Porque los alumnos viven ahí, en la escuela, alrededor de seis horas de su día, que deberían ser luminosas para que su potencial se despliegue en toda su amplitud. Pero insiste el hábito en que sea a la inversa; en que, sin encontrar la manera de canalizar el espíritu creador inherente a todo ser humano en diversas ramas (como las matemáticas, los ritmos musicales, la ciencia, o la lingüística), esa potencia creadora se oxide y, sin encontrar estructura para operarse, muera.
Por eso las escuelas deben ser espacios que permitan descubrir el genio de cada individuo. Una vez que el genio ha sido encontrado, y que la persona es consciente de que lo posee, la mitad del trabajo está hecho, porque ahora esa persona puede ajustar su voluntad y energías a cultivarlo. Dicha voluntad lo llevará a buscar esferas donde pueda desarrollarse enteramente.
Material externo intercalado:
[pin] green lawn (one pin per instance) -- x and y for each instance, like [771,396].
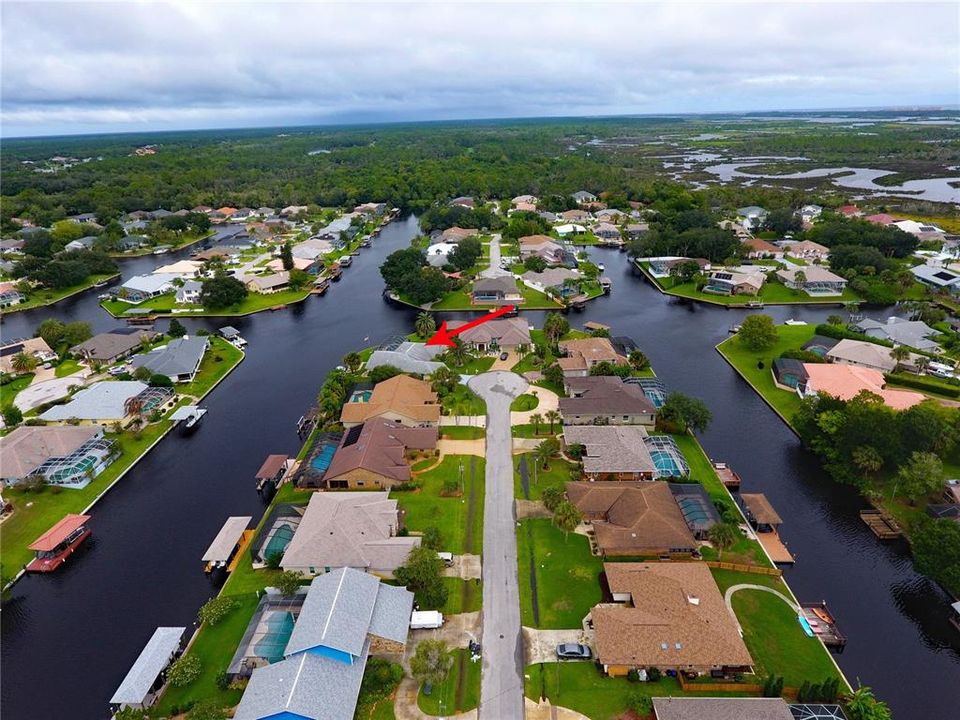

Por supuesto que la suprema idealización es que la escuela también canalizara y otorgara instrumentos para aprovechar las habilidades geniales de cada persona. Pero como esa meta, aunque no imposible, aún se encuentra muy distante, hoy al menos las escuelas deben saber identificar la inteligencia única de cada alumno, comunicárselo y motivarlo, para que con ella fabrique una obra de vida grandiosa y feliz.
Una escuela, un impulso así, además de resultarle a cada persona un inapreciable valor espiritual, para toda la sociedad se convierte en espléndida ganancia: sociedad sin sombras, donde el miedo es poco, y el trabajo, mucho.
¿Qué hace cada escuela, cada maestro, cada trabajador de la educación, para conseguirlo? Hoy que acaloradamente se modifican las políticas educativas, no podemos olvidar que el cambio depende de cada actor del trabajo educativo; no del ambiguo e inabarcable “Sistema”, al que es muy difícil ponerle un rostro definitivo.